Lo Spirito Santo, però, «viene, sì, in soccorso della nostra debolezza, ma fa qualcosa di molto più importante ancora: ci attesta che siamo figli di Dio e mette sulle nostre labbra il grido: “Padre!”. Noi non possiamo dire “Padre”, “Abbà”, senza la forza dello Spirito Santo». Pregare, sottolinea il Pontefice non è come parlare al telefono con Dio, «no, è Dio che prega in noi! Preghiamo Dio per mezzo di Dio. Pregare è arrivare dentro di Dio e che Dio entra dentro di noi. È proprio nella preghiera che lo Spirito Santo si rivela come “Paraclito”, cioè avvocato e difensore. Non ci accusa davanti al Padre, ma ci difende. Sì, ci convinciamo del fatto che siamo peccatori, ma lo fa per poterci far godere la gioia della misericordia del Padre, non per distruggerci con sterili sensi di colpa. Anche quando il nostro cuore ci rimprovera di qualcosa, Egli ci ricorda che “Dio è più grande del nostro cuore”». Ed è per questo che ci perdona prima ancora che noi possiamo finire la parola «perdono». «Tutti siamo peccatori», ripete Francesco, «ma considera forse qualcuno di voi che ha paura per le cose che ha fatto, che ha paura di essere rimproverato da Dio e non riesce a trovare pace. Mettiti in preghiera, chiama lo Spirito santo e Lui ti insegnerà a chiedere perdono. Dio non sa molta grammatica e quando noi chiediamo perdono non lascia finire la parola perdono e già ci ha perdonati, diciamo “per..” e il Padre ci ha già perdonati».

E se lo Spirito Santo intercede per noi ci insegna anche a intercedere noi per i frateli, a pregare per un malato, per una persona, persino per la suocera. «Questa preghiera è particolarmente gradita a Dio perché è la più gratuita e disinteressata. Quando ognuno prega per tutti, avviene che tutti pregano per ognuno; la preghiera si moltiplica. Ecco un compito tanto prezioso e necessario nella Chiesa, in particolare in questo tempo di preparazione al Giubileo: unirci al Paraclito che “intercede per tutti noi”. Ma non dobbiamo «pregare come i pappagalli». Dobbiamo dire «Signore, ma con il cuore, aiutami Signore, ti voglio bene Signore e quando pregate il Padre nostro pregate con il cuore, non con le labbra».

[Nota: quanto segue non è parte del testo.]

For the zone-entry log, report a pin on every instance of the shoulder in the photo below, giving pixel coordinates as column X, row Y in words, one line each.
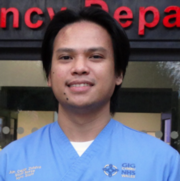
column 142, row 141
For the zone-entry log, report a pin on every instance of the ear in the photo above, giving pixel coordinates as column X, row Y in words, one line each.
column 119, row 79
column 49, row 80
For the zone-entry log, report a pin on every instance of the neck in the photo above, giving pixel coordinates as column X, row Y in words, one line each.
column 80, row 126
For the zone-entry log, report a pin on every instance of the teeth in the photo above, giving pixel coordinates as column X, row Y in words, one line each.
column 79, row 85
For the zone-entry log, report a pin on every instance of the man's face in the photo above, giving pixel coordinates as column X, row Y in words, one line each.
column 82, row 72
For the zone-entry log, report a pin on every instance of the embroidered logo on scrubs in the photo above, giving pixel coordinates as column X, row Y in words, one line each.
column 128, row 170
column 110, row 170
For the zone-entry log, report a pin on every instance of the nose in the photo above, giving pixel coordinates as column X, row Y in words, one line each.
column 80, row 67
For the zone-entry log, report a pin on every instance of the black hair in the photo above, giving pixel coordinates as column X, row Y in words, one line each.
column 96, row 15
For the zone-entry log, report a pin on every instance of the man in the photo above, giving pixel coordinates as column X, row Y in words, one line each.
column 85, row 57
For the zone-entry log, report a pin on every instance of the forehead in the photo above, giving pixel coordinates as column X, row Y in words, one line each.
column 83, row 34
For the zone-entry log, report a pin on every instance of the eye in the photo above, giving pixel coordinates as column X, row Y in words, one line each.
column 96, row 56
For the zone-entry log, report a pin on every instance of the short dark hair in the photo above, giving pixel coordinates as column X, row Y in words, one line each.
column 96, row 15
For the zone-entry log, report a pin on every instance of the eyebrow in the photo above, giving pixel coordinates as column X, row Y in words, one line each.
column 70, row 50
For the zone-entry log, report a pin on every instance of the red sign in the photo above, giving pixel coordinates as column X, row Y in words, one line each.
column 172, row 13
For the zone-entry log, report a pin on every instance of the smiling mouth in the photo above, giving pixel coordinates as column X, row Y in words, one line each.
column 80, row 85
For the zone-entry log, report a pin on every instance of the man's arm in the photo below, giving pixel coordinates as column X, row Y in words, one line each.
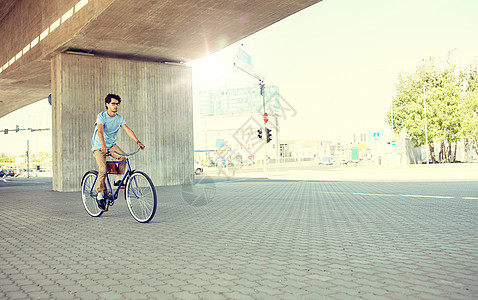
column 131, row 134
column 101, row 137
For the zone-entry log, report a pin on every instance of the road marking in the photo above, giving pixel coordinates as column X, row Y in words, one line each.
column 368, row 194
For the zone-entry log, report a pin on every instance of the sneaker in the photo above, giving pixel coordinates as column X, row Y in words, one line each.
column 101, row 201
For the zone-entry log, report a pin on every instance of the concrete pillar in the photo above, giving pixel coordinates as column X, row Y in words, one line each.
column 156, row 104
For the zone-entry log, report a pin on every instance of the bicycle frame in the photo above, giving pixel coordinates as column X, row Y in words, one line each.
column 114, row 195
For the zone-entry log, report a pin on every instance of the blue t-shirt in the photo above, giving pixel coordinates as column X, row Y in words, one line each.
column 111, row 126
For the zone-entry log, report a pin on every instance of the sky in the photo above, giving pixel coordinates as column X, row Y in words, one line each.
column 335, row 63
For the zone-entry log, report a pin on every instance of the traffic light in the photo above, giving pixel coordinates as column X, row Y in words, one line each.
column 269, row 135
column 259, row 133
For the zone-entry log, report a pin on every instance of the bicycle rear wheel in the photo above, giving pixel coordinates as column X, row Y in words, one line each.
column 140, row 197
column 88, row 194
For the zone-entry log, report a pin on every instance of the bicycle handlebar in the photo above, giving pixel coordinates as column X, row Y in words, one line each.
column 124, row 154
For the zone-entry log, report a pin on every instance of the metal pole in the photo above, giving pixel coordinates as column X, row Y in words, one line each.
column 28, row 158
column 264, row 133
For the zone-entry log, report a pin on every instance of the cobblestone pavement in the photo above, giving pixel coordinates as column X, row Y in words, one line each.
column 247, row 239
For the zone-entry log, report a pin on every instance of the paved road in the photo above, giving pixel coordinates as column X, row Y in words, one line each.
column 247, row 239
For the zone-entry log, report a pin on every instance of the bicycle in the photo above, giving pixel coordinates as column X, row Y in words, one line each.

Infine fa recitare una Ave Maria per Valencia davanti alla Madonna de los Desamparados. e fa pregare «per la pace». «Non dimentichiamo la martoriata Ucraina», dice, «che soffre tanto, non dimentichiamo Gaza e Israele. L'altro giorno sono stati mitragliati 153 civili che andavano per la strada. Molto triste. Non dimentichiamo il Myanmar e non dimentichiamo Valencia».